A Volvo XC60 equipped with self-driving and automatic braking features ploughed into spectators because the driver didn't realise pedestrian detection was an optional extra.
The car can identify objects and other vehicles in front of it, and apply the brakes to avoid a collision when travelling below 30 miles per hour, but this City Safety system does not include what Volvo calls a "pedestrian detection functionality," which is sold separately as a $3,000 (£1,900, €2,754) upgrade.
Filmed in the Dominican Republic, the video shows the car reverse, stop, then drive at the onlookers, before hitting two men and finally coming to a hault. The video, published by local gossip blog Remolacha, said the men were "left with some bruises" but were otherwise unhurt.
In response to the incident, Volvo spokesperson Johan Larsson told Fusion, a news website: "It seems they are trying to demonstrate pedestrian detection and auto-braking. Unfortunately, there were some issues in the way the test was conducted. The Volvo XC60 comes with City Safety as a standard feature. However, this does not include the pedestrian detection functionality... This is sold as a separate package."
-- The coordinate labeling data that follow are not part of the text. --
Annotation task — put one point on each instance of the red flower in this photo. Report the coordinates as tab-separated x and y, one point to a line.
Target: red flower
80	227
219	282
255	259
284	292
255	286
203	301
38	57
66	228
'Never perform tests towards real humans'
However, even if the car had this feature installed, the pedestrians would still have been hit− because the driver in the video is accelerating, which overrides any intervention by the auto-braking system. Larsson added that Volvo "strongly recommends to never perform tests towards real humans."
This isn't the first time a Volvo car, famed for their safety, has crashed during a test of auto-braking features. A video uploaded to YouTube in 2010 shows an S80 equipped with Collision Warning and Auto-Brake crash into a parked truck in front of watching journalists.
As self-driving features become commonplace, manufacturers will have to educate drivers on what their cars can and cannot do − and incidents like these highlight just how far away we still are from the entirely autonomous futures predicted by the likes of Mercedes and Google, whose cars will eventually have no steering wheel or conventional controls at all.